Çölyak hastalığının klinik sınıflaması gastrointestinal belirtilerin varlığına dayandırılmıştır. İtalya’da yapılan çok merkezli çalışmalar sonucu ilk kez buz dağı modeli ortaya atılmıştır. Klasik belirti gösteren veya tanı almış hastalar buz dağının suyun yüzünde kalan bölümünü oluştururlar. Çölyak tanısı alan her hastaya karşılık 7-8 adet tanı almamış hasta olduğu sanılmaktadır. Bunlar suyun altında bulunan buz dağı kütlesini oluştururlar.
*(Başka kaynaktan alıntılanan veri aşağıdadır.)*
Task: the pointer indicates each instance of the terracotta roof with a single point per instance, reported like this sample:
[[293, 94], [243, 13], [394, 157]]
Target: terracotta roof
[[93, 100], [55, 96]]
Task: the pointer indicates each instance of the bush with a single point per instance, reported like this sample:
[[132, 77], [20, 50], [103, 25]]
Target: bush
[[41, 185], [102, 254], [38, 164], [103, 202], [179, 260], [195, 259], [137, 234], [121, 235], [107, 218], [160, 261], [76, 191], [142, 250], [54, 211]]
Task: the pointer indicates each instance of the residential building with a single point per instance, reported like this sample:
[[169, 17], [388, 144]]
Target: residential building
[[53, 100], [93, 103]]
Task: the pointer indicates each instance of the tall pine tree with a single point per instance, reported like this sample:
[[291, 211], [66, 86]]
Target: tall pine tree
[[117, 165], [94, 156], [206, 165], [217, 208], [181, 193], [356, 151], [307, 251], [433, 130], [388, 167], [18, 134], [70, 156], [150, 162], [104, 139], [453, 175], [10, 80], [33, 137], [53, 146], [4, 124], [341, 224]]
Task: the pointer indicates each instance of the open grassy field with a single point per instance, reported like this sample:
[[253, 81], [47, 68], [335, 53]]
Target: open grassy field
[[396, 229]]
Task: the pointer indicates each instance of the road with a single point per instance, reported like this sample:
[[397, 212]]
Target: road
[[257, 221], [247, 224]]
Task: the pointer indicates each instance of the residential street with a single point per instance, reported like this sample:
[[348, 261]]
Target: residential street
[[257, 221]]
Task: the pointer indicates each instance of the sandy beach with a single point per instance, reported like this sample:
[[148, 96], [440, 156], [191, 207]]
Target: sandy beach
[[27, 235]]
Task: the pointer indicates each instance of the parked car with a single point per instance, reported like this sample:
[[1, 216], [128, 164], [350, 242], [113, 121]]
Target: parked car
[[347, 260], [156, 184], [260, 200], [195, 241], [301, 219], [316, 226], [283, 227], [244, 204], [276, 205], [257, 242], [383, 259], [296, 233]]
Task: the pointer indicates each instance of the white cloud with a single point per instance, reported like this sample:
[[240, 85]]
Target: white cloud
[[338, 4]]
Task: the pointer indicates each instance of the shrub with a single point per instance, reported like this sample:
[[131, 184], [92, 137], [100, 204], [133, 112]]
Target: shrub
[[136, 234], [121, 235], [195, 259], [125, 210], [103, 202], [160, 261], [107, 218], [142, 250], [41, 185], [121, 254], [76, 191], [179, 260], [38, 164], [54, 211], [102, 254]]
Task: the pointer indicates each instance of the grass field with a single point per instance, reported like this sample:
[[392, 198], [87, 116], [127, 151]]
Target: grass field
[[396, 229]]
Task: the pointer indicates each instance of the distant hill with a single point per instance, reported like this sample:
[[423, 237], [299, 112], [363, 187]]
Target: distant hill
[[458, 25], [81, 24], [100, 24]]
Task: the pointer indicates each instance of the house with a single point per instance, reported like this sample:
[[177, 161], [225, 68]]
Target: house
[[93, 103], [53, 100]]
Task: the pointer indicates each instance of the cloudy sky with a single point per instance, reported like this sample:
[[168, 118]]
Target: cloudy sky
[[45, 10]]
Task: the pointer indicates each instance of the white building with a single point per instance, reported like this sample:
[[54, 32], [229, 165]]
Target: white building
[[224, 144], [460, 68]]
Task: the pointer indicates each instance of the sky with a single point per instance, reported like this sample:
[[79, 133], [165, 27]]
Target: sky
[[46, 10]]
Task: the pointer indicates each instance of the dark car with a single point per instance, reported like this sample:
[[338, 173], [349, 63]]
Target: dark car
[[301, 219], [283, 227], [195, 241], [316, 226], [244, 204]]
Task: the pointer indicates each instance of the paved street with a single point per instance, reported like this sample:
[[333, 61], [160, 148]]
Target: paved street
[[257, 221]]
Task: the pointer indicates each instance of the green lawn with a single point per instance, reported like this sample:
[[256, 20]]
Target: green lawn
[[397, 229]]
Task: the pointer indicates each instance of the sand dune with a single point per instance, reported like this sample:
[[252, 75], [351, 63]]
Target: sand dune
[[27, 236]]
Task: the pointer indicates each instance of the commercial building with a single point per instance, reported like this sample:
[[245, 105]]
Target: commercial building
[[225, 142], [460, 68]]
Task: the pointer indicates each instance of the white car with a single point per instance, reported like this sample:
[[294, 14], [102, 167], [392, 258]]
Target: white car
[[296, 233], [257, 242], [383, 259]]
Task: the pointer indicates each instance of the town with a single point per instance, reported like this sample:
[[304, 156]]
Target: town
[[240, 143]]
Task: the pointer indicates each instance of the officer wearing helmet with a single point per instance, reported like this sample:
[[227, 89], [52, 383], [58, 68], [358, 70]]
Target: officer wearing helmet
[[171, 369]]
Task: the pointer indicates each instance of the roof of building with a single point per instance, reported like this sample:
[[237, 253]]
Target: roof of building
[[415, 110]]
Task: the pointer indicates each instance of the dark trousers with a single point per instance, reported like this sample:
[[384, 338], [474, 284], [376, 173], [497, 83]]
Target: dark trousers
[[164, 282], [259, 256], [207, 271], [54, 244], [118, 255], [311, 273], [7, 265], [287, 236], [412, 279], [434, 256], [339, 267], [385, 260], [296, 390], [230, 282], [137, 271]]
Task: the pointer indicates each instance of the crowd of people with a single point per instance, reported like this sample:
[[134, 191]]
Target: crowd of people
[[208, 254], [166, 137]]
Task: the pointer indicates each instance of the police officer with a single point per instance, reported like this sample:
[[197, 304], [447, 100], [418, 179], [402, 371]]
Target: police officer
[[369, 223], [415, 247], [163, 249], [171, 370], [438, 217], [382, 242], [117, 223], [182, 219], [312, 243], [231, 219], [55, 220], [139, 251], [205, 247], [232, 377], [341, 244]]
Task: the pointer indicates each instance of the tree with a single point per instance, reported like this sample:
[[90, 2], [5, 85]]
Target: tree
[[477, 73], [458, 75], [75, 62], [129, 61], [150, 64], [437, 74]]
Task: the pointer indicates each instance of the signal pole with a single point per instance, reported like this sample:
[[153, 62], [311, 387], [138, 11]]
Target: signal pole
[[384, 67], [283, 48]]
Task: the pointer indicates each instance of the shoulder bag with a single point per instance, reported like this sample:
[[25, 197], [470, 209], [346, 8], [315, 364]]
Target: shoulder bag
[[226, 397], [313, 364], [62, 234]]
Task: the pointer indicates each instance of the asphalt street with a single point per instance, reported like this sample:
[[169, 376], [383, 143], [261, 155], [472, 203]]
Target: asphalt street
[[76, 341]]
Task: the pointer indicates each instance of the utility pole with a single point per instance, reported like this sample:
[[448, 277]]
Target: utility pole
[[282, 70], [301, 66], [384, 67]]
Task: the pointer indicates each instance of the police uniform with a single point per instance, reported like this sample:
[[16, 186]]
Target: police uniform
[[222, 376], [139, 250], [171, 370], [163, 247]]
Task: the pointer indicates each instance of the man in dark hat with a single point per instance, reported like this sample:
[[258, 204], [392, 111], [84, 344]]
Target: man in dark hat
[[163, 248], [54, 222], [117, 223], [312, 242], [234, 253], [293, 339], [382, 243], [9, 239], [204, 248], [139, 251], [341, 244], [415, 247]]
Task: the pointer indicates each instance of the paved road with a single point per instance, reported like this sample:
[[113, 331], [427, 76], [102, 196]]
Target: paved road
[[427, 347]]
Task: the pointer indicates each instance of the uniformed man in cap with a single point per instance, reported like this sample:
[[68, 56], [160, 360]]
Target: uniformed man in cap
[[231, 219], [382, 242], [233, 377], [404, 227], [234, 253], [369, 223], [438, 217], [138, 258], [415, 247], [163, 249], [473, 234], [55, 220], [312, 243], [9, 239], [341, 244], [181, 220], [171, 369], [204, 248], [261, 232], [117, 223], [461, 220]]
Buz dağı modeline göre hastalar 1) Klasik çölyak hastalığı, 2) Sessiz çölyak hastalığı   3) Potansiyel çölyak hastalığı olmak üzere 3 grupta sınıflandırılmıştır.
Klasik Çölyak Hastalığı
Klasik formda belirtiler 6-18. aylarda başlar. Tipik olarak kronik ishal, büyüme geriliği, iştahsızlık, karın şişliği, karın ağrısı ve kas güçsüzlüğü ile karakterizedir. Bu klinik bulguların yanında hastalarda antikor pozitifliği ve ince bağırsak mukozasında hafif villus düzleşmesinde total villus atrofisine uzanan histopatolojik bulgular da mevcuttur. Bulgular glutensiz diyetle düzelir.
Sessiz Çölyak Hastalığı
Bu form belirtisi olmayan bireylerde ortaya çıkan büyük oranda proksimal ince bağırsağa sınırlı histopatolojik değişikliklerle karakterizedir. Taramalar sırasında çölyak hastalığına özgü antikorlar bulunur ve bağırsak biyopsisi yapıldığında ince bağırsak mukozasında tipik lezyonlar vardır.
Özellikle son yıllarda serolojik tanı yöntemlerinin gelişmesi ile sessiz formun görülme sıklığının sanılanın çok üzerinde olduğu fark edilmiş, tarama programlarında hastalığın özellikle risk gruplarında (insüline bağımlı diyabet, selektif IgA eksikliği, Down sendromu) ve çölyak hastalarının birinci derece akrabalarında sık olduğu bildirilmiştir. Klasik semptomatik çölyak hastalarının gizli çölyak hastalığına oranı %30–40 olarak tahmin edilmektedir.
Potansiyel Çölyak Hastalığı
Bu hastalarda klinik belirtiler olabilir, ancak histopatolojik bulgu yoktur. Hastalık için karakteristik olan immünolojik testler pozitiftir (EMA pozitiftir). Bu hastalar genetik olarak çölyak hastalığına yatkın oldukları için hastaların % 50’sinden fazlasında çölyak hastalığı gelişebilir.